"I recognize that there are serious social and especially economic implications of making such a recommendation, and that depends on other aspects of our healthcare system whether the echo can be made generally available and whether echo exams can be paid for," says Elefteriades. "The alternative is to accept that every year we will lose some young athletes because of unknown enlargement of their aorta."
Aneurysms: An Inherited Risk
Elefteriades and his colleagues say aneurysms kill more Americans than AIDS largely because they go undetected and undiagnosed until a catastrophic tear occurs. Detecting them means patients can have preventive surgery before it's too late. Their ongoing research has uncovered a big clue to detecting them -- they tend to run in families.
The authors say that intense aerobic activity such as playing tennis or racquetball can also put stress on an enlarged aorta, but the biggest risk is strenuous lifting because it produces such big rises in blood pressure. While normal blood pressure is around 120 over 80, when the team measured their own blood pressure as they were lifting weights, "We were able to find blood pressure can go up as high as 300, 320, 330 millimeters of mercury," says Elefteriades. "That's much higher than we find in any type of natural disease state." If the activity does not involve lifting "more than about half of your body weight in a leg press or a bench press or other similar activity, you will not see these astronomical rises in blood pressure," he adds.Elefteriades, who enjoys weightlifting, notes that he and his team strongly encourage weight training to maintain muscle mass and bone health. "The only proviso is that we recommend that you check your aorta by ultrasound to be sure it's not enlarged, so you can safely engage in the wonderful and important weightlifting activity," he says.
With his aorta repaired, Linski, now 28, can lift with no fear. "I went back to the gym six weeks and one day after surgery," he says. But it took him nearly four years to get back into shape. Under his doctors' guidance, he had to start out with five-pound dumbbells.

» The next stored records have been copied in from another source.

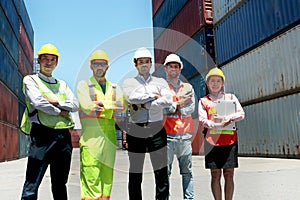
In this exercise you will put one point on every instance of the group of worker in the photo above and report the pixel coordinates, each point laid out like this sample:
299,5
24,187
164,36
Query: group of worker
160,124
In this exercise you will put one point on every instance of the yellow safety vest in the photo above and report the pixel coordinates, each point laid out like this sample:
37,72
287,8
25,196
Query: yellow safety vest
51,121
110,100
217,137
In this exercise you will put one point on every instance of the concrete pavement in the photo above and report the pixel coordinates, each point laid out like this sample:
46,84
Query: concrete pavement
256,178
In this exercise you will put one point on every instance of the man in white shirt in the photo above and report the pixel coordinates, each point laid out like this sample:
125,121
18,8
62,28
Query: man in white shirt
147,96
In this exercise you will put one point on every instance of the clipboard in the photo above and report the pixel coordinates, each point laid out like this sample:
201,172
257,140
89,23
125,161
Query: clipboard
226,107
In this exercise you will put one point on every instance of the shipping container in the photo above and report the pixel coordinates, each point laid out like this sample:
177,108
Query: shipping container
271,128
267,71
23,139
199,85
8,37
25,65
17,5
166,14
223,8
11,13
155,6
26,45
24,17
8,70
198,53
251,24
179,31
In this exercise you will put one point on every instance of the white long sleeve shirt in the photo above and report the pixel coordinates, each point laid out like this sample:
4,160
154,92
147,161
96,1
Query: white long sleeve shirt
38,102
139,91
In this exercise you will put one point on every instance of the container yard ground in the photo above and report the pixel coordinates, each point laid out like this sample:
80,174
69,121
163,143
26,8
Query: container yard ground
256,178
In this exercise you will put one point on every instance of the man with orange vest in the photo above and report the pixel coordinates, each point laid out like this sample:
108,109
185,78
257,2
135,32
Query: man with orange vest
220,144
179,124
98,99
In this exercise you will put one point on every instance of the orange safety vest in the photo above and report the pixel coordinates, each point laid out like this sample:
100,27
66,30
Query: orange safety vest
217,137
175,123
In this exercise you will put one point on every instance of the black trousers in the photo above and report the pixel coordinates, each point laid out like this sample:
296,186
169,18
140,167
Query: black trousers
151,138
48,147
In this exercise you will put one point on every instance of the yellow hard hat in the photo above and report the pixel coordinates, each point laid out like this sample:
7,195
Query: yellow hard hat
173,58
99,54
48,49
215,72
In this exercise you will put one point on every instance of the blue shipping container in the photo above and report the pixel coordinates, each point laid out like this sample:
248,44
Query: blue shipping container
8,70
26,22
166,13
8,37
198,54
252,24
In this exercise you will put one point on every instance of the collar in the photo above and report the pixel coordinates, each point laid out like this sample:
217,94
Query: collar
143,79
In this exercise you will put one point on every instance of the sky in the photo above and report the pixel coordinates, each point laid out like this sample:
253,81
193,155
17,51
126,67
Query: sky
77,28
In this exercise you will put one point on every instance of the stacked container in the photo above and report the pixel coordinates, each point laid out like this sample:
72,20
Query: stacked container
257,45
16,53
185,27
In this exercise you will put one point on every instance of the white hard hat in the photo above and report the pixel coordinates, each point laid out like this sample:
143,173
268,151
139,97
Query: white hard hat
142,53
173,58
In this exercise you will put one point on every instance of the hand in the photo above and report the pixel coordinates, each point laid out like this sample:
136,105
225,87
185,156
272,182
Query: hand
226,122
184,100
157,96
53,102
218,118
64,113
99,103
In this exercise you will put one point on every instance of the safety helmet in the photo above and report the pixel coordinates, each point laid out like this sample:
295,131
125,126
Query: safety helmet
215,72
173,58
48,49
99,54
141,53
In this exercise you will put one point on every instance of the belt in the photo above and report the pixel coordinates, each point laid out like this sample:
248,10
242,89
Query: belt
149,124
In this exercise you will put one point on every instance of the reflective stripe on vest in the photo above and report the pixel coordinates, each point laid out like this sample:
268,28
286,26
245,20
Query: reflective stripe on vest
177,123
108,99
217,137
57,92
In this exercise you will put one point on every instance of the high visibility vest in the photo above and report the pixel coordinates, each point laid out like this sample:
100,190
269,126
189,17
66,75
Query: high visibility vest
57,92
110,101
177,123
217,137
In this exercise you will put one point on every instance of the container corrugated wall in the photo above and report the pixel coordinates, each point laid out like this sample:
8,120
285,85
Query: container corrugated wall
271,128
260,58
252,23
178,32
8,124
166,14
221,8
155,6
269,70
16,53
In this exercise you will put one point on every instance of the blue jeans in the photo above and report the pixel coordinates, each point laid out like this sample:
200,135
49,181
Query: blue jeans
180,145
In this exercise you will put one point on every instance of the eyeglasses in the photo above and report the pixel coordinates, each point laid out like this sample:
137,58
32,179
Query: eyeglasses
97,64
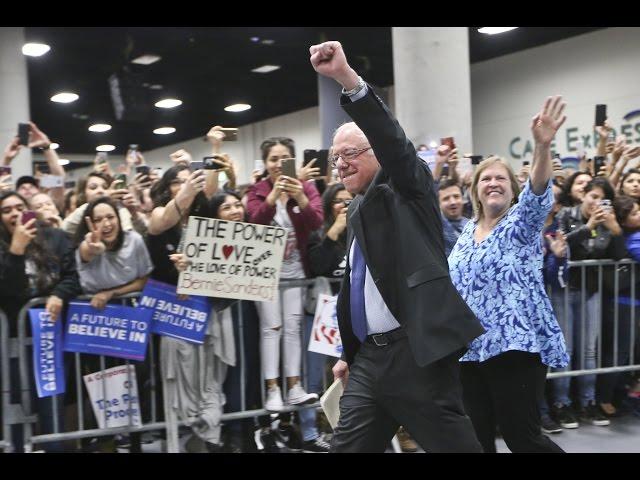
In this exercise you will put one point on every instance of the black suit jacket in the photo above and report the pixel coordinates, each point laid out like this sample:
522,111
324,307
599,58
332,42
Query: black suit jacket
398,226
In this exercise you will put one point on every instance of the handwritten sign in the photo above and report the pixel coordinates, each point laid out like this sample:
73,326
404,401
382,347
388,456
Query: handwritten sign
325,335
47,353
232,259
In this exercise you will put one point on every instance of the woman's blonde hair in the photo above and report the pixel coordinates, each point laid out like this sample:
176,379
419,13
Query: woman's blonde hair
488,162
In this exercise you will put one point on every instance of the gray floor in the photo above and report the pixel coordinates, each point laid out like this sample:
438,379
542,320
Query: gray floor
622,436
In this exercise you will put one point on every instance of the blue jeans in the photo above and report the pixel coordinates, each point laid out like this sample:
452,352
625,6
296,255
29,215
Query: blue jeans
233,383
607,382
577,330
313,376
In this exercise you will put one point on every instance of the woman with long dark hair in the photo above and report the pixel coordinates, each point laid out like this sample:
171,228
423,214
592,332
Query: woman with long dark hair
192,374
35,261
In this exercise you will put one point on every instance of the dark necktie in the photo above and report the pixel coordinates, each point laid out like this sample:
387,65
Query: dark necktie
358,314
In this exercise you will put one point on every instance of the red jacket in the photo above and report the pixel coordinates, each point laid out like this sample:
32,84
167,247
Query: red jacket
304,221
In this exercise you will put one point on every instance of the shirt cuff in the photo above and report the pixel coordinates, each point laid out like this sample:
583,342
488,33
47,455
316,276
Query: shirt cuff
360,94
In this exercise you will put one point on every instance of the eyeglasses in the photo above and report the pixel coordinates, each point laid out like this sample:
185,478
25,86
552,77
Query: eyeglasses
347,156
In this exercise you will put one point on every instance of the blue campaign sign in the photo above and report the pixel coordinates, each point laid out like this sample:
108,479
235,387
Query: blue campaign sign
48,366
115,331
183,319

"It was painful in my sternum," he says. "Almost two and a half years I couldn't do much with my sternum because of the pulling and it just ached and it hurt and it took me a while to work through that."
It was also psychologically traumatic. Although his father died of a heart attack at 37 when Linksi was only eight, he never thought he could be struck down so young. Instead he had focused on exercise and health, and began bodybuilding at age 16. So when people at the gym would ask if he had had a heart attack, and mention the link of heart problems with steroid use, it bothered him a lot. "Why would I ever want to put something, with the history in my family and as I promote health, something that was foreign in my body, that would have any kind of adverse effect?" he asks.
Now looking forward to experiencing fatherhood, Linski hopes Elefteriades's research will spare others. "If I can say anything," he says, "I'm just extremely blessed and thank God every night."
Elefteriades' research was published in Cardiology online on July 14, 2006. His work was funded by Yale-New Haven Hospital, the Berkus Fund, and the Fariola Fund.